The Toonies Invade Silicon Valley
by Betty Dravis
Chapter one--Is Jeremy Going Nuts?
The day the Toonie leaped out of Jeremy Kern's computer and landed smack-dab in the middle of his life, he thought he was going nuts. Was he imagining things? Or was the funny little cartoon character for real?
The Toonie's name was Doog and if he was real, Jeremy had a big problem. Doog was the main character in a popular cartoon strip he had created called "Doog Days," which dealt with children's problems.
At the young age of twelve, Jeremy was already well known in Silicon Valley, and Doog was very popular with the Valley kids. They followed Doog's adventures in the cartoon that was featured weekly in the San Jose Mercury News, the closest large newspaper to the Kerns' rambling hillside home in Los Altos, California. When Jeremy had created Doog with Wise-guy––his pet name for his Orange computer––the boy never dreamed that anything like this would happen.
But here Doog sat, staring at Jeremy with a big, bold, mischievous grin. And he wasn't INSIDE the computer. How could that be?
Angry voices echoed down the hallway, pulling Jeremy back to reality. He frowned as he thought of his parents, Arthur and Jessica Kern. They were always arguing these days and when they raised their voices, it frightened him. Shut up! Shut up! he wanted to shout at the top of his lungs, but he couldn’t bring himself to defy them.
This had been going on for five killer weeks. Weeks that pitted his father against his mother, with him in the middle. Weeks that only saw an end to the raised voices, slamming doors, and banging cupboards when one of his parents stormed out of the room...or the house.
The atmosphere in the house was so oppressive, Jeremy stayed in his room most of the time, escaping into his computer. He couldn't face his parents or his friends, so avoided everyone. And he missed them, especially his best friend, Buddy O’Hara. And, yes, he had to admit he missed Buddy's little tag-along sister, too. Ashley was Buddy's twin and the three had been friends since first grade.

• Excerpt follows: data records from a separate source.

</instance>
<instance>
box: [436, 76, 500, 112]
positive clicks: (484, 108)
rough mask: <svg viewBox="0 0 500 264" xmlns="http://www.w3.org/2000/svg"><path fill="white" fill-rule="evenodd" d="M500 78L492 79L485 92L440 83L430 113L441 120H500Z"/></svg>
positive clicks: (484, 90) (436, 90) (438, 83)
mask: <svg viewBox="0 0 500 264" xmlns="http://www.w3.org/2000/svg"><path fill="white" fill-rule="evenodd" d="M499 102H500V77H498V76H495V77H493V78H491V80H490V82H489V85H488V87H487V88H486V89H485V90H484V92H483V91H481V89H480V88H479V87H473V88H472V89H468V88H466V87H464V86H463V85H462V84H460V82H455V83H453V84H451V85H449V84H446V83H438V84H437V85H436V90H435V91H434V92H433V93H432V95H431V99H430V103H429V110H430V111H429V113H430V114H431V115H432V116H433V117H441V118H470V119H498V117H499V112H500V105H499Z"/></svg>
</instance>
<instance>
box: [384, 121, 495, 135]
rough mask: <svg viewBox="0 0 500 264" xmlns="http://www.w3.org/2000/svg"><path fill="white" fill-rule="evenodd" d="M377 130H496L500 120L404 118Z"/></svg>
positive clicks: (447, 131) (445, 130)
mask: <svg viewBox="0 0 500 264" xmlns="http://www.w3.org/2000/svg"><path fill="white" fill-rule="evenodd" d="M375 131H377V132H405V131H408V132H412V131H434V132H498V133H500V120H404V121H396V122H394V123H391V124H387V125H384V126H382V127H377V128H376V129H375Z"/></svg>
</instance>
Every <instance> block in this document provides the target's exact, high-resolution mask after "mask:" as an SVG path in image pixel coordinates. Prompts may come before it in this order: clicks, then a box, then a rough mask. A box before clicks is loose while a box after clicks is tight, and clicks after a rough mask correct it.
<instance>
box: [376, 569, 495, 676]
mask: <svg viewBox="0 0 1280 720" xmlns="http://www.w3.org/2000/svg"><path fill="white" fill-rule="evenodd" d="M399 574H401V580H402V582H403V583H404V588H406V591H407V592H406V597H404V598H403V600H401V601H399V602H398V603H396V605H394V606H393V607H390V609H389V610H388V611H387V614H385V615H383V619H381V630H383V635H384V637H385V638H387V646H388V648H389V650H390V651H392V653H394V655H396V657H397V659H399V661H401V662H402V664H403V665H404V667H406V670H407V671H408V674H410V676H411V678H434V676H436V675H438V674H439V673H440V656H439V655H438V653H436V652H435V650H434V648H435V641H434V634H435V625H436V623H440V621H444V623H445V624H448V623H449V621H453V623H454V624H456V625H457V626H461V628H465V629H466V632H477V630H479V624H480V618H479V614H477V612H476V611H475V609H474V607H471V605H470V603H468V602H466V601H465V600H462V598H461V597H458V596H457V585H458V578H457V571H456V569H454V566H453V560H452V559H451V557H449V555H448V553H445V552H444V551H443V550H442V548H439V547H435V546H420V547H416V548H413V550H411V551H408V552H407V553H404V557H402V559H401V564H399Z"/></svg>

Jeremy knew he was chicken for not talking to his parents, or at least sharing his problem with his friends. But he just couldn't talk about it yet.
Sheesh!... Would he ever be ready?
Up until they began the constant bickering, his parents had been so "perfect" he was the envy of all his friends. Jeremy had everything he could want: decent, successful parents, good friends, a good education, and plenty of good food...lots of pizza.
But now he was so confused he didn't know what to do; so sad he'd bet a CD that even Buddy couldn't make him laugh. Every time his parents raised their voices, his pulse raced, his stomach churned, and sharp pinpricks of pain stabbed him behind the eyes. He was afraid they would do the ugly thing--the divorce thing--like so many of his friends' parents.
Jeremy was pleased with all the attention his cartoon strip was bringing him, but his parents' arguments were really getting him down, making it almost impossible to be creative.
How could he think straight when his life was such a mess?
That had to be why he was imagining things now. How else could he explain the twelve-inch Toonie with the bushy red eyebrows that was standing beside his computer?